AT Part Four: Of Pastures and Ponies
Roan Mountain, TN, to Bland, VA
Distance: 196.5 miles
Total distance: 591.7 miles
I stared at the small section of flooded trail that bordered the shore of Watauga Lake. My heart sank. My shoes had just dried out a few minutes before I encountered this surprising little situation.
Determined to spend the rest of the day in the rare comfort of dry footwear, I sat down, pulled up my gaiters and untied my trail runners. I slipped my feet out, peeled off my socks, then carefully tiptoed through the water to dry trail. I sat back down and put everything back on.
A tenth of a mile later, I came to another segment of underwater trail. The water was deeper this time, and stretched for a farther distance.
I chuckled to myself. The universe was definitely testing me, but I remained undeterred. I sat down again and pulled off my socks and shoes.
Around the fifth section of flooded trail, I began to get a little aggravated. As I waded through murky, waist-deep water, I glanced to my left and saw a road about ten yards away marked with blue blazes. A sign in the distance read, “AT RE-ROUTE DUE TO FLOODING.”
It was somewhat comforting to later learn that most hikers had also missed the initial detour that day.
Lesson learned: It’s a good idea to look for alternative routes to your destination.
Passing Through Pastures
North of Roan Mountain, the remainder of the Appalachian Trail in Tennessee was some of the most scenic hiking that I had experienced since the Smokies.
I found Pond Mountain Wilderness to be particularly beautiful with its sheer rock canyons and roaring waterfalls. And—once I discovered the detour—hiking around Watauga Lake and crossing its dam were both a delight.
The trail crossed Tennessee Route 91, where I exited a forest and entered some new terrain: expansive rolling green pasture. It was a novelty to hike for a few miles while not being surrounded by trees. I welcomed the open sky and fields of dandelions.
Pastureland became more common as I headed into Virginia. I couldn’t help but stop and appreciate its bucolic beauty whenever I passed through some.
I never expected to find a cow lying in the middle of the AT, but it happened in a pasture.
Hitching a Ride
Three miles past the Tennessee/Virginia border we finally took our first long-awaited zero in Damascus.
Rather than stay in Damascus proper, we ended up finding a hotel deal in the neighboring town of Abingdon, which was about ten miles away.
The only way to get there was to hitch.
I had my doubts about anyone who would willingly want to pick up four disgusting hikers. Sure enough, though, within a few minutes a nice man in a Toyota FJ Cruiser pulled up.
He was in the process of building a house in the area and was on his way to Lowe’s. The man drove miles out of his way to drop us off directly in front of the hotel.
We’ve continued to get rides from amazing people in nearly every town that we have passed through.
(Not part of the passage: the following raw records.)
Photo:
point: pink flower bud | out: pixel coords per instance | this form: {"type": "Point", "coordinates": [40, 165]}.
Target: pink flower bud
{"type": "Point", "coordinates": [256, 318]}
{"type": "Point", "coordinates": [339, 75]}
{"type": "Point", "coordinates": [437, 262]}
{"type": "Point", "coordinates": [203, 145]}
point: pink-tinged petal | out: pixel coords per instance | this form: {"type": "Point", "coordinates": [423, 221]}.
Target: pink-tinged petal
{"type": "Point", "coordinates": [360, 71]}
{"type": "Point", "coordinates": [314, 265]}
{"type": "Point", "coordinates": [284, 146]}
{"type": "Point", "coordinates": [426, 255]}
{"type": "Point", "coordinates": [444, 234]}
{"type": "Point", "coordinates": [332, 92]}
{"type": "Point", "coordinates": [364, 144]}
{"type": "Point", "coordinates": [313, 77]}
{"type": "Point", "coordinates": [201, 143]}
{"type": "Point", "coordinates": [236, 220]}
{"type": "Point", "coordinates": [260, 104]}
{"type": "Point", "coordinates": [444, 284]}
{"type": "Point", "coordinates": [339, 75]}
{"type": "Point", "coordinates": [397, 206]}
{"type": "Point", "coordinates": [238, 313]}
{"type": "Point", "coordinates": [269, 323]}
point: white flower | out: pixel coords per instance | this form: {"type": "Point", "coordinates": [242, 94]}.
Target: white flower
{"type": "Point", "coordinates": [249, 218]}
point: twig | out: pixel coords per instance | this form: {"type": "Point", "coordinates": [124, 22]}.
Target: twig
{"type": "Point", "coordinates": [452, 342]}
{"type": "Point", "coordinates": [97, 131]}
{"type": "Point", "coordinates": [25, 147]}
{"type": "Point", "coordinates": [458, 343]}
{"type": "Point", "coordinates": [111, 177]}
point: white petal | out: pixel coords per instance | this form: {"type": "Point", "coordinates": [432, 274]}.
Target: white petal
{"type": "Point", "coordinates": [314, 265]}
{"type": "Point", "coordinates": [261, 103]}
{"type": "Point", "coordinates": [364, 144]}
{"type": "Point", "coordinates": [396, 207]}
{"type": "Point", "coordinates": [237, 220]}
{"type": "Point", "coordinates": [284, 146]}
Oftentimes people have been offering us a lift before we even raise a thumb.
Hitching has given me a new appreciation for the kindness and generosity that can be shown by total strangers.
A Great Day at Grayson
The day we entered Grayson Highlands State Park started off a bit peculiar. First thing in the morning, I bumped into a large group of day hikers. Given that the sun had just risen, this was uncommon in my experience.
Living up to my trail name of Fast Lane, I passed by them, only to encounter another larger group of day hikers. Before I knew it, I found myself lost in a chain of almost a hundred hikers. They were all taking part in a 30-mile charity hike to raise money for cerebral palsy research.
I spent most of that morning admiring the people who were pushing their physical limits for a good cause. I also felt overwhelmed. I rarely encountered more than a dozen people on trail on any given day. Plus these hikers smelled about a thousand times better than I did.
That afternoon, I hiked up Mount Rodgers and saw the start of Grayson Highlands. The barren, rocky landscape roamed by wild ponies was foreign and mesmerizing.
I decided to take the half mile side trail to the summit of Mount Rodgers, the highest point in Virginia.
There was no view at the top to speak of, but I still enjoyed the trek through the thick, moss-covered pine forest.
I descended back to the AT where I spent the remainder of the day admiring views and gawking at ponies.
I also passed the 500-mile mark, which felt pretty great.
It had been an eventful day. My feet were tired by the end of it, but my heart was full.
Another Hill to Climb
Moving north through Virginia, the elevation has gotten noticeably less steep, but there are still plenty of hills to climb.
A particular one that comes to mind is a 2,000-foot ascent to Chestnut Knob that came at the very end of a long day.
As I began to make my way up the mountain, I was already tired. It was late in the afternoon and it was hot.
Coincidentally Pink Floyd’s Fearless came on the playlist that I was listening to.
“You think the hill’s to steep to climb…”
I smiled to myself and walked up the hill.
When I awoke to the view of an incredible sunrise from my tent the next morning, I remembered the previous day’s climb as being pretty easy.